- Born: c.1419
- Died: 17 February 1461 St Albans
- Spouse: Elizabeth Paston
- Issue: Sir Edward Poynings
- Father: Robert Poynings, 4th Baron Poynings
- Mother: Eleanor Grey

= Robert Poynings =

Sir Robert Poynings (c.1419 – 17 February 1461), was the second son of Robert Poynings, 4th Baron Poynings (1382–1446). He joined the rebellion of Jack Cade in 1450, and was slain fighting on the Yorkist side at the Second Battle of St Albans in 1461.

==Family==
Robert Poynings was the second son of Robert Poynings, 4th Baron Poynings (1382 – 2 October 1446), by his first wife Eleanor Grey, the daughter of Reginald Grey, 3rd Baron Grey de Ruthyn, and Margaret Roos (or Ros). By his father's first marriage, he had an elder brother, Sir Richard Poynings (d. 10 June 1429), slain near Orleans in France, and a younger brother, Edward Poynings (d.1484), Master of Trinity College in Arundel, Sussex, and rector of North Cray, Kent.

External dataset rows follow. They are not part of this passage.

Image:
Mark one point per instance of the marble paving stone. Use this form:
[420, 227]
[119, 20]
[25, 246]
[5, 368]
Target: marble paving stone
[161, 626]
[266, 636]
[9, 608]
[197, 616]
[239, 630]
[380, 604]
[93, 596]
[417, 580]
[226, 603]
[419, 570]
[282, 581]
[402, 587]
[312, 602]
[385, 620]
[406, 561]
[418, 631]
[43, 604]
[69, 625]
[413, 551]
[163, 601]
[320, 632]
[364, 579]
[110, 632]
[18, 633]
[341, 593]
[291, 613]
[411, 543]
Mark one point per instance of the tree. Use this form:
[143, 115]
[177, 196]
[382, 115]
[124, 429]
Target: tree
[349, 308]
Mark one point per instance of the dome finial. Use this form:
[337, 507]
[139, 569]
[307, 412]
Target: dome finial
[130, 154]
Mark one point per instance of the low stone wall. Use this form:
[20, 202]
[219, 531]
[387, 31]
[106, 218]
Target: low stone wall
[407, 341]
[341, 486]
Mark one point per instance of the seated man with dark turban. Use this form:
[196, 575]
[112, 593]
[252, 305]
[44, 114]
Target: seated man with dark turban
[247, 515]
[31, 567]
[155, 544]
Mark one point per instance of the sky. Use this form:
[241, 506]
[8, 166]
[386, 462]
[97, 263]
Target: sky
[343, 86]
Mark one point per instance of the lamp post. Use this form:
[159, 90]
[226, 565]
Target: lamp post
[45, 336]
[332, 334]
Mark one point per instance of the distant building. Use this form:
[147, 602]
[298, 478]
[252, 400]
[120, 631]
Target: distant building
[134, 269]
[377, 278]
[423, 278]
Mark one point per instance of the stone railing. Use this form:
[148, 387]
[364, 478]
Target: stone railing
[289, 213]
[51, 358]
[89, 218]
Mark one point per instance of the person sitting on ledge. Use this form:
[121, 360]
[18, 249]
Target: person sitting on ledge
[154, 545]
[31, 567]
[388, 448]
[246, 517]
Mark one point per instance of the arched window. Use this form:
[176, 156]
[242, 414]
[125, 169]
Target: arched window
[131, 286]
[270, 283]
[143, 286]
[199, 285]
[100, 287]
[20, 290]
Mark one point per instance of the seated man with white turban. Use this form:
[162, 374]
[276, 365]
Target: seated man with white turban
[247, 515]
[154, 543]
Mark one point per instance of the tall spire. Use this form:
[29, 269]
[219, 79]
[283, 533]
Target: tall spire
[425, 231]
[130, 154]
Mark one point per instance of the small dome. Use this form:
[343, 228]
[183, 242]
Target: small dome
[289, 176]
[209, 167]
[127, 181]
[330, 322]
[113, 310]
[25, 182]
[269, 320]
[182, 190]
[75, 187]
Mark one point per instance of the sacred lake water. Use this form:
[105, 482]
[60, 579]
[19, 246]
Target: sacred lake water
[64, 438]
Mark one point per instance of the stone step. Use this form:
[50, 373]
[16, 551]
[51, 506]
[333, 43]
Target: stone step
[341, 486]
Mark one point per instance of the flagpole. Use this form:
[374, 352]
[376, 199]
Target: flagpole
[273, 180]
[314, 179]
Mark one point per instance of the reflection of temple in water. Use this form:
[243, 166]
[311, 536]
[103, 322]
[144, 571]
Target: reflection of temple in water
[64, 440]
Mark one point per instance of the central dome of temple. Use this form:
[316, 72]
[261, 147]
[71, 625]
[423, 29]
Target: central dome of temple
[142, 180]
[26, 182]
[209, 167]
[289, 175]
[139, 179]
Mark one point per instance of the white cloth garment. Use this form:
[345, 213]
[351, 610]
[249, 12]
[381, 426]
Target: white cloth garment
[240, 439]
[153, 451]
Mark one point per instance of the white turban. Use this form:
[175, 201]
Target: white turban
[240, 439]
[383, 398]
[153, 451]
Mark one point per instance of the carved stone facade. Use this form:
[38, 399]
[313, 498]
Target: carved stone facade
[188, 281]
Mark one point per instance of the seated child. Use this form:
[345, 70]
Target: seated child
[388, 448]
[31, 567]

By his father's second marriage to Margaret Squery (d. 3 November 1448), elder daughter of Thomas Squery of Westerham, Kent and widow of William Cromer (d. January 1434), Lord Mayor of London, Robert Poynings had a half sister, Eleanor Poynings, who married Thomas Palmer.

==Career==
The 4th Baron had settled the manors of Tirlingham, Newington, Eastwell and Westwood in Kent on his granddaughter, Eleanor Poynings (1428–1484), wife of Henry Percy, 3rd Earl of Northumberland, and daughter of Robert Poynings' elder brother, Sir Richard Poynings, by his second wife, Eleanor Berkeley. Robert Poynings claimed these manors against Eleanor 'as heir by gavelkind', claiming, as well, the manor of Great Perching in Sussex. He also claimed the 4th Baron's moveable goods against William Cromer, son of Margaret Squery by her first husband, Sir William Cromer.

In the summer of 1450, Poynings joined the rebel Jack Cade, and is said to have acted as Cade's 'carver and sword-bearer'. He was imprisoned and outlawed as a result, despite which he was elected a Member of Parliament for Sussex in 1450 and 1451. In 1457, he sued a pardon for his participation in Cade's rebellion.

Poynings was slain on 17 February 1461 while fighting on the Yorkist side at the Second Battle of St Albans.

==Marriage and issue==
In 1458 he married Elizabeth Paston (1 July 1429 – 1 February 1488), the daughter of William Paston, by whom he had an only son, Sir Edward Poynings, who married Elizabeth Scott (d. 15 August 1528), daughter of Sir John Scott (d.1485), and who also fathered seven illegitimate children by several mistresses, including Thomas Poynings, 1st Baron Poynings, and Sir Adrian Poynings.

After Poynings' death his widow married Sir George Browne of Betchworth Castle, Surrey, (beheaded on Tower Hill 4 December 1483), by whom she had two sons, Sir Matthew Browne (d. 6 August 1557), who married Frideswide Guildford, daughter of Richard Guildford, and George, and a daughter, Mary.